Autotask Roadshow: Ideenaustausch für Systemhäuser

Die sechste und letzte Roadshow fand in München statt. Gestandene und werdende Managed Service Provider fanden zu Vorträgen und Ideenaustausch bei Autotask zusammen.

Ralph Friederichs, Geschäftsführer von Cyberdyne
(Foto: CRN)

Der Hauptvortrag kam von Ralph Friederichs, Geschäftsführer von Cyberdyne in Köln. Er wagte einen Blick über den Tellerrand und besuchte Managed Service Provider in den Niederlanden, in Dänemark, Irland und in den USA. Die rund 25 Teilnehmer erfuhren, welche Schwerpunkte gesetzt und welche Ideen dort verwirklicht sind. Nach Ansicht von Friederichs wird alles »as a Service« werden, wobei der Übergang nicht evolutionär, sondern disruptiv verlaufe. Zur Veranschaulichung erwähnte er die Musikbranche. Evolutionär haben sich nur die Datenträger gewandelt. Von der Musikkassette und der Vinyl-Schallplatte zur CD. Disruptiv wurde es dann, als Apple Musik zum Download anbot, meist für 99 Cent pro Song. Statt mitzugehen blieb die Musikindustrie untätig, und spätestens seit Spotify und Streaming ist die bisherige Wertschöpfungskette tot.
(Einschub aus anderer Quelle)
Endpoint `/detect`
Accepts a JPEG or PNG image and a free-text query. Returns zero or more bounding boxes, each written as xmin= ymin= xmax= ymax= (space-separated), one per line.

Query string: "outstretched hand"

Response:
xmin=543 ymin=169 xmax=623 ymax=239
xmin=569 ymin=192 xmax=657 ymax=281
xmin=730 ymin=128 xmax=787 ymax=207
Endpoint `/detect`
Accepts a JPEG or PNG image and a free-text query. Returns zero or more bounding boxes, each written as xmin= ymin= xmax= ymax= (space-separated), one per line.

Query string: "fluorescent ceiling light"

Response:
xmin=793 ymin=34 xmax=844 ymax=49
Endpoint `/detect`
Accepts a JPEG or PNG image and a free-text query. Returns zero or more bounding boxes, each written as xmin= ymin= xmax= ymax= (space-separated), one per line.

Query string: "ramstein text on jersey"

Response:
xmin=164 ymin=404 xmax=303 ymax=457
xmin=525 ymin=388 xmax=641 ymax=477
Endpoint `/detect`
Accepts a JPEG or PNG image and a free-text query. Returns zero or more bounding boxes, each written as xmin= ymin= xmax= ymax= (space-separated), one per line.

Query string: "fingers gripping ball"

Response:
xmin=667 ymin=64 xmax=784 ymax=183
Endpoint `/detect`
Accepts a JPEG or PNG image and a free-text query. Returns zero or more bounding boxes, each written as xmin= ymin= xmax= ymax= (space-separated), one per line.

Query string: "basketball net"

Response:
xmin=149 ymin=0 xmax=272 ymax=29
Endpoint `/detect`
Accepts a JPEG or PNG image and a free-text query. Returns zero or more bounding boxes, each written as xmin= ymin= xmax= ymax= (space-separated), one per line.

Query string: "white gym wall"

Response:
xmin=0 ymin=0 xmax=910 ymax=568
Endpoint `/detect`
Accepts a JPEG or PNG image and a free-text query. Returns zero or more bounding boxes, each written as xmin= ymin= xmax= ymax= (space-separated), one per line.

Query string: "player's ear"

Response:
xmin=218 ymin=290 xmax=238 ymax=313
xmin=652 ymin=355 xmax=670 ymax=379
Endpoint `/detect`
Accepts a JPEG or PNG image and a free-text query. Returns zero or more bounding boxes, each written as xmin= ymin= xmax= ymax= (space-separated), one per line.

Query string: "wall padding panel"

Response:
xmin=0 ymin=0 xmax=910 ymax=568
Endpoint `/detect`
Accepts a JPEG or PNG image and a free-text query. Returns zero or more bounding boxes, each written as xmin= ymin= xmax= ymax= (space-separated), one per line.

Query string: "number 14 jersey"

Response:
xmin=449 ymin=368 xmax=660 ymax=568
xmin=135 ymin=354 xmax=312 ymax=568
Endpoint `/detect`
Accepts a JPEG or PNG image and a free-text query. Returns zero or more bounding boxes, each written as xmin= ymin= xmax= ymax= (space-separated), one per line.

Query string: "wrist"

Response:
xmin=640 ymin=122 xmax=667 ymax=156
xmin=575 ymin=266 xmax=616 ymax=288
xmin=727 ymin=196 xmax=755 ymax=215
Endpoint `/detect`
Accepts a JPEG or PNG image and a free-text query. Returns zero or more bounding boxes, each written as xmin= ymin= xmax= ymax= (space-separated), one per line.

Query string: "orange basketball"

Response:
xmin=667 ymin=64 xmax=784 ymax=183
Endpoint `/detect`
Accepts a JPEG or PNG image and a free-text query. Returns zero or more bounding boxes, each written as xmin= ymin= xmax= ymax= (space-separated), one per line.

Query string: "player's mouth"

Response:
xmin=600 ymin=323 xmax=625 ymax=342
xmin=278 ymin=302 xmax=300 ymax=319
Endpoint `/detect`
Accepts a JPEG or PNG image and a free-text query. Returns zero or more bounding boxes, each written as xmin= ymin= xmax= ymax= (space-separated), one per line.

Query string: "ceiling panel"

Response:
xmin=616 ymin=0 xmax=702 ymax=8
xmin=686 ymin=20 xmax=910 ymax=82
Das Ziel von Cyberdyne ist es nach Friederichs Worten, zu 100 Prozent ein MSP zu werden. So wisse man am ersten Januar schon, welche wiederkehrenden Einnahmen in die Kasse fließen. In den Niederlanden hat Friederichs das Konzept des »Virtual CIO« angetroffen: Der IT-Dienstleister tritt als externer Chief Information Officer auf und berät seine Kunden beim Risikomanagement, kümmert sich um die IT-Strategie, die Investitionsplanung und die Digitalisierung. Kurz gesagt: Der MSP tritt als vertrauensvoller Berater des Kunden auf.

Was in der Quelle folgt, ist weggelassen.